If you think you have burst appendix symptoms, get to the emergency room immediately. A burst appendix can cause bacteria to travel throughout the body, leading to life-threatening complications.
The Dangers of Appendicitis
The appendix is a small, finger-like appendage found at the entrance to the large intestine. It is located in the lower, right-hand side of the abdomen. If the opening from the appendix to the large intestine becomes blocked, the appendix swells due to a buildup of bacteria. If appendicitis is not treated, the appendix explodes, spreading bacteria throughout the abdominal cavity, where it starts to attack other organs.
Though scientists do not know exactly the part the appendix plays in the body, it has been found that removal of the appendix does not affect a patient's health. No changes to diet or lifestyle are needed if your appendix is removed.

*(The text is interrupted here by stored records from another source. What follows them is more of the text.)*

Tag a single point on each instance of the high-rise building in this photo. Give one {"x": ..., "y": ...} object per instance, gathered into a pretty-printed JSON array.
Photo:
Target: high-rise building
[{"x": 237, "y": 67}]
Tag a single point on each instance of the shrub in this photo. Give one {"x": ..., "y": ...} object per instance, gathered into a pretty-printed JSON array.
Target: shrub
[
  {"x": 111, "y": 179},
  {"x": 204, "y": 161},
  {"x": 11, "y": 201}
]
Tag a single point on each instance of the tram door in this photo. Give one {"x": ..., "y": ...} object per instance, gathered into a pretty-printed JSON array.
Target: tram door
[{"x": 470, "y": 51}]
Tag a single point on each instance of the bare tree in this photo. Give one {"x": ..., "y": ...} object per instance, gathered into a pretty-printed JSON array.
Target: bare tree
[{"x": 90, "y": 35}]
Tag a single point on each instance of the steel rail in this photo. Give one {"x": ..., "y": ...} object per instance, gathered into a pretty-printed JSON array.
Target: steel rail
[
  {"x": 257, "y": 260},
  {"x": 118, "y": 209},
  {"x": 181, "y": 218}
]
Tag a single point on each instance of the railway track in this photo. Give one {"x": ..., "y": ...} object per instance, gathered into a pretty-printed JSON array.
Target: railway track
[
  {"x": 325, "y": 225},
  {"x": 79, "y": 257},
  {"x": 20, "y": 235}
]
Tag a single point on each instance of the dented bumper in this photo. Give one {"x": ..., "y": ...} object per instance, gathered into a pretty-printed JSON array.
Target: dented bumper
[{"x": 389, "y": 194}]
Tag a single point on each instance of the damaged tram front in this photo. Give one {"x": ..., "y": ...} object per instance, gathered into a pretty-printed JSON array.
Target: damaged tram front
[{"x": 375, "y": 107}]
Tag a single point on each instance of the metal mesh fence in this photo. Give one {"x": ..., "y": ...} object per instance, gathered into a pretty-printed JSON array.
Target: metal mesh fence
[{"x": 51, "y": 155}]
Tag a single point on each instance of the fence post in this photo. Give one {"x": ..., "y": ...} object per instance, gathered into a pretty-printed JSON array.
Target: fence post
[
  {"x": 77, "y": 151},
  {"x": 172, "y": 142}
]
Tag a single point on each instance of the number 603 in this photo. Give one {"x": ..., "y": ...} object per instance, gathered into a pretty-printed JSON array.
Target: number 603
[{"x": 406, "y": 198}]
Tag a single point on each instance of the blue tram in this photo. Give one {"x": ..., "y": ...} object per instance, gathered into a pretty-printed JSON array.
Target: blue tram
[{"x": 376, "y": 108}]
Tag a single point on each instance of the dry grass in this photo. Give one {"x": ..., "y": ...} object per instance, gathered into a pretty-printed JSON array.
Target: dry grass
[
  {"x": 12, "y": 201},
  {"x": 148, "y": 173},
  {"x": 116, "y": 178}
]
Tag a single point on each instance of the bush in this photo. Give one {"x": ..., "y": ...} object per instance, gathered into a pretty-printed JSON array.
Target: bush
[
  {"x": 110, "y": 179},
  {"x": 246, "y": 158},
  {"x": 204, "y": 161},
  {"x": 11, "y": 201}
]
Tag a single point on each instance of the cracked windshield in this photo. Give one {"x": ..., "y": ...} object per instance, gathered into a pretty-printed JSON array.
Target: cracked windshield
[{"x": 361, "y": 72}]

In the first stages of appendicitis disease, a dull pain that is difficult to locate appears in the abdomen. Over the course of the next 24 to 72 hours, this pain becomes stronger and more localized as the appendix swells.
If the appendix bursts, the localized pain will be replaced with pain throughout the abdomen. From this point, there can be a variety of symptoms. Nausea, vomiting and fever are all common. Severe cramps can occur if the bacteria attack the intestines. Sepsis, a life-threatening infection of the blood, can occur if bacteria enters the bloodstream.
If appendicitis is caught in the very early stages, treatment with antibiotics and anti-inflammatories can sometimes stop the swelling and reverse the infection. If the swelling is severe or the appendix has burst, the only treatment is to remove the appendix. Depending on the circumstances, the patient may be treated with antibiotics before the surgery and after the surgery.
Laparoscopic surgery, which uses a much smaller incision and a tiny camera, can be used if the appendix has not burst. After the appendix bursts, regular abdominal surgery is generally performed to survey any bacterial damage to other organs.
Once the appendectomy is completed, the patient usually stays on antibiotics and stays in the hospital for two to three days, depending on the speed of recovery. If the bacteria spread into the rest of the body, the hospital stay may be longer than two to three days, to ensure that there are no other complications from the burst appendix.